I've manually installed a three node cluster with the following configuration:
Master/Slave Node 0 - NameNode, Secondary NameNode, JobTracker, HMaster,
DataNode, TaskTracker, HRegionServer,
Hive MetaStore, Database for Hive/Sqoop, HiveServer2, HCatalog,
Oozie Server,
Zookeeper,
Oozie-client, Hive-client, pig-client, M/R client tools, Sqoop
Slave Node 1 - DataNode, TaskTracker, HRegionServer,
Oozie-client, Hive-client, pig-client, M/R client tools, Sqoop
Slave Node 2 - DataNode, TaskTracker, HRegionServer,
Oozie-client, Hive-client, pig-client, M/R client tools, Sqoop
I wish to have a more realistic cluster. I was thinking about using 12-14 nodes for the following:
Master 0: Name Node
Master 1: Secondary NameNode
Master 2: JobTracker
Master 3: HMaster
Slave 0: DataNode, TraskTracker, HRegionServer
Slave 1: DataNode, TraskTracker, HRegionServer
Slave 2: DataNode, TraskTracker, HRegionServer
Hive/Catalog Node: Hive MetaStore,
Sqoop MetaStore
MySQL/PostgreSQL Database for Hive/Sqoop,
HCatalog,
HiveServer (Or is it better to break HiveServer into its own node?)
Oozie-Server (Or is it better to break Oozie-server into its own node?)
Zookeeper Ensemble: 3 Nodes with Zookeper installed
Client Node: Oozie-client, Hive-client, pig-client, M/R client tools, Sqoop
Or, in diagram format:
I know Cloudera likes you to have:
A separate Master Node for each Master Process (NameNode, Secondary NameNode, JobTracker, HMaster)
3 Slave nodes with DataNode, TaskTracker, and HRegionServer
3 Zookeeper Nodes
"The database, the HiveServer process, and the metastore service can all
be on the same host, but running the HiveServer process on a separate host
provides better availability and scalability."
I've used the same MySQL instance for my Hive database and my Oozie database, and figured that would be ok to do again. I'm also figuring the HiveServer and the Oozie-server can run on the same host as the Hive/Oozie MetaStore, along with HCatalog.

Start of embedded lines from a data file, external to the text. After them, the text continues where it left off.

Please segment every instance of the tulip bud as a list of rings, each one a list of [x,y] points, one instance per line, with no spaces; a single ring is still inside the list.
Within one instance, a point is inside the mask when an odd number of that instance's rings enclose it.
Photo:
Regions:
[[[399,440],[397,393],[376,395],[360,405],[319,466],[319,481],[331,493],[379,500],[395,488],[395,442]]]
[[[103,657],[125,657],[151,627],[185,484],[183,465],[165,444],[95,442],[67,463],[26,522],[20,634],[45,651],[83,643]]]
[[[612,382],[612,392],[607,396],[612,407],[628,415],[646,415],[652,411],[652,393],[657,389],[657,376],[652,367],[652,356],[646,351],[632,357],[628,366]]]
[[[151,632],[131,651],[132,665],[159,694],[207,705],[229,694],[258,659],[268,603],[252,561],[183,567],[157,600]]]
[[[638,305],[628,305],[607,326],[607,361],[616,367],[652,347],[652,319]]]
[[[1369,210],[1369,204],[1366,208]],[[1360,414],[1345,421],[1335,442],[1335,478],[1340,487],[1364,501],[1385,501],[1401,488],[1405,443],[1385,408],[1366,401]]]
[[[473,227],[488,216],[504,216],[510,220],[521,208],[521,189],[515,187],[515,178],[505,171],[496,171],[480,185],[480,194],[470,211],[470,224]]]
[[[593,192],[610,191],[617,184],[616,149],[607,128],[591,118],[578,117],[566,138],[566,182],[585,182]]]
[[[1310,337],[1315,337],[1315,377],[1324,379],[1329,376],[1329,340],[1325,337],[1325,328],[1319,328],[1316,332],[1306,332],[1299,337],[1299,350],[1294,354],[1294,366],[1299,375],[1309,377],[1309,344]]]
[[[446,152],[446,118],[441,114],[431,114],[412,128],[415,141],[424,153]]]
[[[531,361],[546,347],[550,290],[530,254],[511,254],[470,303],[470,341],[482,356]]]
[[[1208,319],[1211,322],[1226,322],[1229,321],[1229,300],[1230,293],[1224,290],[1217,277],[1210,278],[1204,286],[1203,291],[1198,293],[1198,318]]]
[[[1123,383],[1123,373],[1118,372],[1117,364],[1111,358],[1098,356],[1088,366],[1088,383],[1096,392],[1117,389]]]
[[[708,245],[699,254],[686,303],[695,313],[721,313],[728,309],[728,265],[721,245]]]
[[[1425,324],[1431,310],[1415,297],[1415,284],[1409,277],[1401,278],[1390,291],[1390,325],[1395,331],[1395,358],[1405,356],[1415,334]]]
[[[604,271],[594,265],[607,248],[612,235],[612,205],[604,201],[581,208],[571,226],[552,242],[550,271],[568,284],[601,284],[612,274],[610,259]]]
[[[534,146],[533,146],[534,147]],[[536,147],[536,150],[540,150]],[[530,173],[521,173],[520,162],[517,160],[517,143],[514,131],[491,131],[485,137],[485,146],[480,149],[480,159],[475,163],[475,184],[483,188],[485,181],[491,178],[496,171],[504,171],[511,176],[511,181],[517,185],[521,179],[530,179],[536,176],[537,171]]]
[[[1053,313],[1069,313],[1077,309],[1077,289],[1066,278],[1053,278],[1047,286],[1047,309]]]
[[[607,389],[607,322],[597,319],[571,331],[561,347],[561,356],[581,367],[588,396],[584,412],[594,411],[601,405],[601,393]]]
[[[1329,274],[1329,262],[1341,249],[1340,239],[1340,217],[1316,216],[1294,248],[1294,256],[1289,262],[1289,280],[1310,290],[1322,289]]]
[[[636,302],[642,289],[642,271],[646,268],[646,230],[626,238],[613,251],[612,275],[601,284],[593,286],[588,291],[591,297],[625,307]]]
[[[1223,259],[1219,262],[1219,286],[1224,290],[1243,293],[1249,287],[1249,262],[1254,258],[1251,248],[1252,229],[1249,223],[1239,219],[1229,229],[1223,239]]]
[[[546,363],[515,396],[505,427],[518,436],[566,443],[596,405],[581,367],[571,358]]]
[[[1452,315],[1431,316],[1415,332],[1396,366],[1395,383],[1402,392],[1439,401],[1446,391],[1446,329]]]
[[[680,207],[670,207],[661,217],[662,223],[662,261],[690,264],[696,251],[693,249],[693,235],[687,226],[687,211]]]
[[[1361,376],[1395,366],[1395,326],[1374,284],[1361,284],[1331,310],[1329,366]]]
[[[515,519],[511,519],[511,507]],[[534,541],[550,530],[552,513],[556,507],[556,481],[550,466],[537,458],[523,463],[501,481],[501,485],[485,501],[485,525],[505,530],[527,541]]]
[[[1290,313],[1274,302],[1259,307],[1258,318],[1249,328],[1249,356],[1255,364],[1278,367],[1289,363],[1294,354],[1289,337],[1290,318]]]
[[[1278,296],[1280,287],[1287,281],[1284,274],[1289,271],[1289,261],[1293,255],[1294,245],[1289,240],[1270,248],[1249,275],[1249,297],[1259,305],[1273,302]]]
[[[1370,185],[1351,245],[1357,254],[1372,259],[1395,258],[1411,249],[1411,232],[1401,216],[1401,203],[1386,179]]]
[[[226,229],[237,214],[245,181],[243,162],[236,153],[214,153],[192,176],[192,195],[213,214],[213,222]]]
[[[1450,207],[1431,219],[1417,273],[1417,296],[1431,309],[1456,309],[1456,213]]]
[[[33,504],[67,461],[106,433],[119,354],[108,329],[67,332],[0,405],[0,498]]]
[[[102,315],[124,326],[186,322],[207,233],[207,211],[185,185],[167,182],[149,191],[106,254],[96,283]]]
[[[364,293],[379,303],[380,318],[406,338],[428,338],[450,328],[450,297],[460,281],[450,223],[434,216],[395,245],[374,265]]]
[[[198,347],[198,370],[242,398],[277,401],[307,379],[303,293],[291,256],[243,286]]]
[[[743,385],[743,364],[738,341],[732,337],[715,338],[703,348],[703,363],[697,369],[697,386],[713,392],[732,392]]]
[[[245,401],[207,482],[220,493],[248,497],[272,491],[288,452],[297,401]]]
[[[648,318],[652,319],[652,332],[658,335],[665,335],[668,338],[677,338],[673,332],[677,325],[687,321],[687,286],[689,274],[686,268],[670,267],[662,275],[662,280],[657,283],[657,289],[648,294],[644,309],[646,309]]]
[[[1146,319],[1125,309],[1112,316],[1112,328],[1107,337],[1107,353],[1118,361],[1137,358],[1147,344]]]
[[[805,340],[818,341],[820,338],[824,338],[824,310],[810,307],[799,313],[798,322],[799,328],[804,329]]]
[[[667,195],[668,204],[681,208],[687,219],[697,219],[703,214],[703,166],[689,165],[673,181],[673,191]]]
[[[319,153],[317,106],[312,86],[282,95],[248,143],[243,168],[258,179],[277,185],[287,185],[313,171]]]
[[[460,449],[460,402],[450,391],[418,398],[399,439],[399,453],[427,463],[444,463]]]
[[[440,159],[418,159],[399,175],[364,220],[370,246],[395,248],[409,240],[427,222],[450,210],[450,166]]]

Right now on my three node cluster, I have installed all the client software on every node so I can execute M/R, Hive, Oozie, HBase, Pig, etc. client calls from any node. Are these client tools supposed to be executed on a node separate from the Master and Slave nodes? Speaking of which, I have been putting all my java/python/pig code on the Master Node in my three node cluster. Is this data also better put on a separate client node?
Am I on the right path here? What is the proper way to to make the smallest but ideal cluster?